The South African Federation of Trade Unions (SAFTU) condemns the obscene earnings of banking executives amidst working class poverty. Recent figures have shown that bank executives of South Africa’s four banks – Capitec, Nedbank, Investec, and FNB – have raked in millions of rands in executive pay. In the financial year 2023, Fani Titi, Investec CEO, earned R175 million or R475, 452 a day – that is, he earned in a day what an average worker earns in a year. In the same financial year 2023, the combined earnings of top banking executives of above-named banks amounted to R456,24 million. This in a country the most unequal in the world.

The dominant narrative in mainstream economic circles is that the major contributor to South Africa’s low growth is the inflexible labour regime and the above inflation wage demands by workers. We are further told that minimum wage laws and the supposed inflexible labour regime, which is said to infringe on the sacred prerogative of employers to hire and fire workers at will, undermines investment. But evidence shows as false the ideological narrative of the mainstream.

For instance, 75% of the workforce in South Africans earned less than R5800 in 2022, while a food basket for an average household costs R5300. Moreover, South Africa’s Gini Index, which compares before tax earnings of the highest earners with lowest, is of 63 – the worst in the world. In a word, South Africa is the most unequal country in the world. Yet, we are expected to believe that the measly earnings workers are problem in the economy, and not the hefty pay packages of corporate executives.

Since the South African Reserve Bank (SARB) started what it calls policy normalization following the Covid-19 induced lockdowns, it has raised the policy rate to a 15-year high of 8.25%, thereby facilitating a massive transfer of wealth from the working and the middle classes to the bankers.

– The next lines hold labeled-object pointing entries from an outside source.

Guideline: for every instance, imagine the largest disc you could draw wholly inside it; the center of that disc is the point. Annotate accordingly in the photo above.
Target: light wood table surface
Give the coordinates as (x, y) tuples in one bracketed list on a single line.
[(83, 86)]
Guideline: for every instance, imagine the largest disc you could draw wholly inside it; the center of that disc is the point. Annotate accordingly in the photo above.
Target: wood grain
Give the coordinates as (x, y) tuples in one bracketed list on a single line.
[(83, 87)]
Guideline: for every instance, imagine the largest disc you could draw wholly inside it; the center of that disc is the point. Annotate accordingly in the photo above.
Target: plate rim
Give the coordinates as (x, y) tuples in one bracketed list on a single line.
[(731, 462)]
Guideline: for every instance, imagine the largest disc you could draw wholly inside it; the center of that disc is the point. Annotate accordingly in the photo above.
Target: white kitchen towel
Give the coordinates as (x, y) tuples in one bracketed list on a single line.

This massive transfer of wealth to the bankers takes the form of bank charges, interest payments on loan repayments, overdraft facilities, etc. By 2022 already, two years following the Covid-19 induced lockdowns, the banking sector was recording huge profits – with Capitec Bank, FNB, ABSA Group, Standard Bank all registering above 10% profit increases. It is this transfer of wealth to the bankers, aided and abetted by the SARB, that is the source the hefty packages accruing to top banking executives. This confirms what we have always maintained: that interests rates, ramped up by the SARB in the name of protecting the purchasing power of working class and the poor from the vagaries of inflation, are but a pretext to enrich the bankers and their hangers-on in the money market.